Der Kindersammler
Maßmanns hatten angerufen, dass sie es morgen nicht vor sechzehn Uhr schaffen würden. Wie angenehm. Sie könnte sich jetzt eine halbe Stunde Siesta im Liegestuhl gönnen oder frischen Rucola säen. Es gab so viele Möglichkeiten. Das Leben war einfach wundervoll.
Während Eleonore ins Haus ging, dachte sie, dass sie schon ewig nicht mehr Yoga gemacht hatte, dabei hatte es ihr damals nach ihrer schweren Rückenoperation geholfen, von den Toten aufzuerstehen. Auch die regelmäßigen Meditationen fehlten ihr. Sie hatte einfach zu viel zu tun auf La Pecora, so viel, dass sie noch nicht einmal genug Zeit hatte, auf sich selbst aufzupassen. Jetzt ging es erst einmal darum, Wasser zu trinken, viel Wasser, damit sie ihr tägliches Pensum von fünf Litern noch vor zwanzig Uhr schaffte, bevor sie sich ein Glas Rotwein genehmigen konnte.
Als sie mit der kühlen Wasserflasche im Arm wieder aus der Küche trat, sah sie die fremde Frau vor der Terrasse, die bewegungslos dastand, sie anstarrte und aussah, als sei sie wachen Blicks ohnmächtig geworden.
Eleonore glaubte, mit einem Handkantenschlag eine Ziegelsteinwand zerschlagen zu müssen, als sie fragend »buongiorno« sagte.
Die Frau reagierte nicht. Sie zuckte mit keiner Wimper. Jetzt begann sie langsam, den Kopf zu drehen, ignorierte Eleonore völlig. Eleonore schätzte sie auf Anfang vierzig, aber sie hatte immer noch die Figur einer Dreißigjährigen. Nur die Falten um ihre Augen waren tief und rissig, als habe man sie ihr ins Gesicht gebügelt. Ihre halblangen, welligen Haare schimmerten rötlich. »L'Oreal«, dachte Eleonore, »weil du es dir wert bist. Kastanie-rotbraun. Muss alle vier Wochen neu aufgetragen werden und ist eine gottverdammte Schweinerei. Touristin. Hat sich wahrscheinlich verlaufen. Auf jeden Fall keine Italienerin. Italienerinnen gucken nicht, sie reden sofort drauflos.
»Buongiorno«, sagte die Frau, »schön haben Sie's hier.«
»Hm. Danke. Ich bin Eleonore Prosa, kann ich Ihnen irgendwie helfen?«
»Entschuldigen Sie, darf ich mich eventuell einen Moment umschauen ..., ich war vor zehn Jahren zum letzten Mal hier.«
»Möchten Sie ein Glas Wasser?« Eleonore stellte die Flasche auf den Terrassentisch.

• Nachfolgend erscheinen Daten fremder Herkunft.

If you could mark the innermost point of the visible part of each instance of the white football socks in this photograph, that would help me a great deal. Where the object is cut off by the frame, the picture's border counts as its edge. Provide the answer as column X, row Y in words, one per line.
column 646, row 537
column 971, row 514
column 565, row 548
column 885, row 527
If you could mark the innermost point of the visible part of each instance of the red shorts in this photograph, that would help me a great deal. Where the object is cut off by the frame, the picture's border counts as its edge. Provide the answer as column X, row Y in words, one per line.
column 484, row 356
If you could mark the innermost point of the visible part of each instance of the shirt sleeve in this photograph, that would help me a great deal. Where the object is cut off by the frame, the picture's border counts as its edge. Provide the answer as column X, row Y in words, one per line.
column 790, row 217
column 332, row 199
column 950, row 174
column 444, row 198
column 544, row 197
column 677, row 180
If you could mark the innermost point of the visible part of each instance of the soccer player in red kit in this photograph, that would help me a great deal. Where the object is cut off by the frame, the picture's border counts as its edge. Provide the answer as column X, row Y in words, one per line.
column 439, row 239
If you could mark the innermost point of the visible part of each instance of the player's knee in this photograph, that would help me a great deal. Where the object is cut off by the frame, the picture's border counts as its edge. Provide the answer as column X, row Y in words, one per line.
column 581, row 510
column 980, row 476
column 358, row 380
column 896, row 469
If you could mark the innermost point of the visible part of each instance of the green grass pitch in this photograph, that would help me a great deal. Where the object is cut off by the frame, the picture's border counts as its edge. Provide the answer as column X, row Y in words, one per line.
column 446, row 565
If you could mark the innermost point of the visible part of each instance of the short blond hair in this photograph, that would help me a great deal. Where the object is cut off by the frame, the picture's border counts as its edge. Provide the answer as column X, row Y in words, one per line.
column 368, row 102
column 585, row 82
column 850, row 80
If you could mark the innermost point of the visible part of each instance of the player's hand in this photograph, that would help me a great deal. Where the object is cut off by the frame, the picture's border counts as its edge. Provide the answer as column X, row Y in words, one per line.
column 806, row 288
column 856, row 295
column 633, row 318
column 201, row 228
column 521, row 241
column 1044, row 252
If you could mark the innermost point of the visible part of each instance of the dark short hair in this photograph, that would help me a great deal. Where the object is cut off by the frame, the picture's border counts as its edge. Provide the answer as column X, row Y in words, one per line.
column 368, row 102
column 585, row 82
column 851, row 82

»Das wäre furchtbar nett.«
Während Eleonore ins Haus ging, um zwei Gläser zu holen, setzte sich Anne und versuchte herauszufinden, was sich an der Aussicht verändert hatte. Ein ziemlich großer Teil des Eichenwaldes hatte sich in Weinberge und Olivenhaine verwandelt, zwei Ruinen, von denen früher nur die Grundmauern existiert hatten, waren ausgebaut worden, und die Straße zum See erschien ihr jetzt wesentlich breiter. Die Zypressen am Osthang hatten ihre Größe fast verdreifacht, und die Kakteen neben dem Haus waren derartig gewachsen, dass sie jetzt sicher auch den Wildschweinen Respekt einflößten. Bis zu jenem Freitag vor Ostern hatte sie diesen Platz über alles geliebt. Stundenlang konnte sie hier sitzen und vor sich hin dösen und träumen und sich in der Weite der sanften Hügel verlieren, während Harald und Felix unterwegs waren und durch die Wälder zogen, um Tiere zu beobachten, Höhlen zu bauen oder Fische zu fangen im See.
Eleonore kam wieder und stellte Gläser und eine entkorkte Flasche Wein auf den Tisch.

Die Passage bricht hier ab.